Using your voice optimally is, obviously very important: it is the one thing people will have to listen to in order to get your message. Therefore, knowing how to use your voice is essential to presenting well. And note that your ‘presenting voice’ doesn’t necessarily need to match up with your ‘normal voice’.

1. Volume

First things first: make sure all people can hear you wherever they are in the room! This is a very basic tip, but one of the most important ones as well: if people can’t hear you, it doesn’t matter how well you present, they won’t understand what you’re talking about, because they literally won’t be able to hear it. Depending on your voice, this will result in one of the following adjustments to get into proper ‘presentation voice mode’:
• You will raise your voice to make sure everyone in the back can clearly hear you.
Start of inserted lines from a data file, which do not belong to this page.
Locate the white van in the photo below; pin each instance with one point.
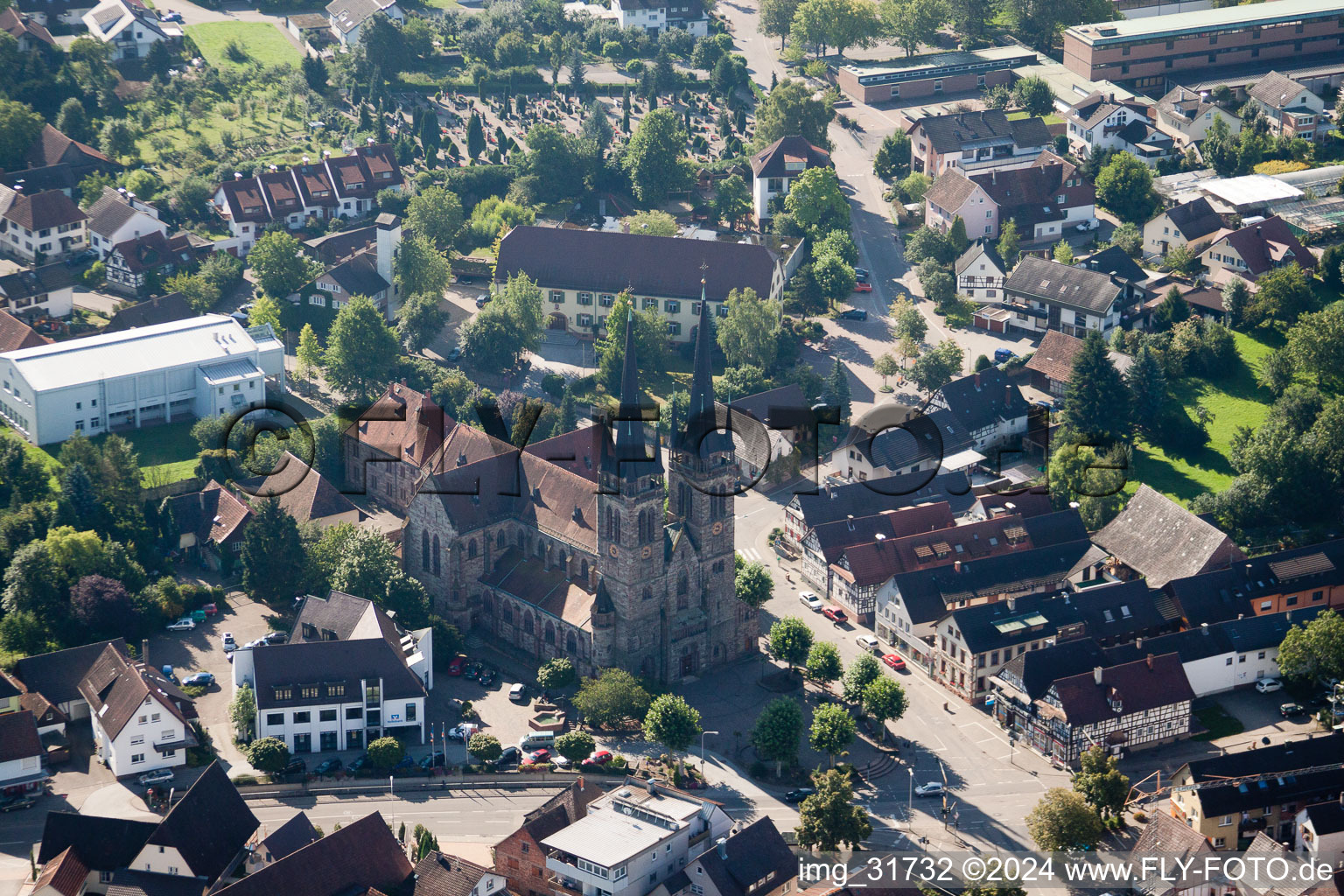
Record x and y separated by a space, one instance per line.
536 739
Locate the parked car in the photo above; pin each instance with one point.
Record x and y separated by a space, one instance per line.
328 767
158 777
894 662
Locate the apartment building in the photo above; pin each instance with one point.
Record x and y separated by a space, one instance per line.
632 840
581 271
1146 52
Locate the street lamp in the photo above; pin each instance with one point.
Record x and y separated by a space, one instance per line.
702 750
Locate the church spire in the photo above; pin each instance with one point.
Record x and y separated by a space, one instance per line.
699 436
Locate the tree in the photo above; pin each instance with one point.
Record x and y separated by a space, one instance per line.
1148 387
750 331
1033 94
790 109
1101 782
576 746
860 673
906 320
654 222
265 311
278 265
420 268
19 127
817 203
612 699
436 214
1314 649
360 349
777 18
886 702
672 722
102 606
556 673
885 367
790 640
420 321
270 544
732 200
1125 187
242 710
892 158
830 818
73 121
268 754
1010 242
656 156
1130 238
832 730
1096 402
1063 821
824 664
776 732
385 752
938 367
752 584
310 352
1236 300
1172 311
913 23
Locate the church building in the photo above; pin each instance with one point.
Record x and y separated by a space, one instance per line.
571 554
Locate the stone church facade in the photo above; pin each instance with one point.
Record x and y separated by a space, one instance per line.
564 550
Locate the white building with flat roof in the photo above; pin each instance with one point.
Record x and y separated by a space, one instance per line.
200 367
632 840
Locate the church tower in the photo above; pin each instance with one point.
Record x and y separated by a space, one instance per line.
702 476
631 555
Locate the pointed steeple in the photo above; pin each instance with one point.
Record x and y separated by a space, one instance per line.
701 411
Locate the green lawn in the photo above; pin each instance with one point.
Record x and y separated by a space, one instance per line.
260 40
1234 401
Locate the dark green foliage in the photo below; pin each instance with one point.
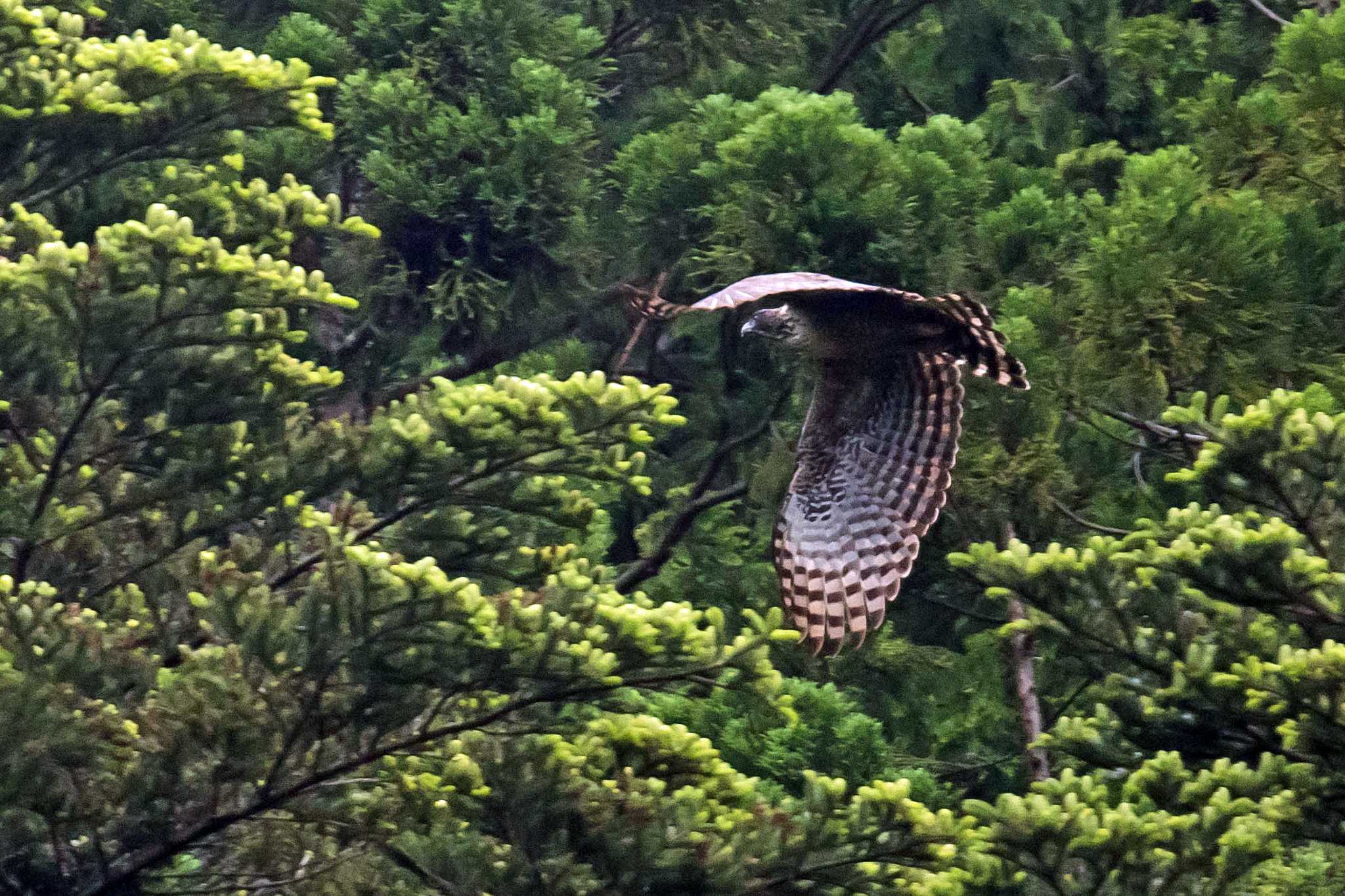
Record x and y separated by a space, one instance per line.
391 580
I always do this myself, so my ‘presentation voice’ is always louder than my more natural, soft everyday-talking voice.
• You will lower your voice, so that the people in the first row don’t get blown away: you don’t want your voice to be so loud as to be a nuisance for people sitting close by.

Make sure your voice carries across the room

To test how loudly you need to speak, you can ‘scout’ the room beforehand with a friend. Make sure they stay at the back of the room, and walk up to the front of the room and start talking in your ‘presentation voice’. Can your friend clearly hear everything you say? Then you are good to go. Otherwise, you can adjust and test the volume of your voice according to the comments of your friend. No time/opportunity for a test round of your voice volume? Start your presentation with ‘Can everybody hear me?’ and you’ll soon find out how loud you need to speak.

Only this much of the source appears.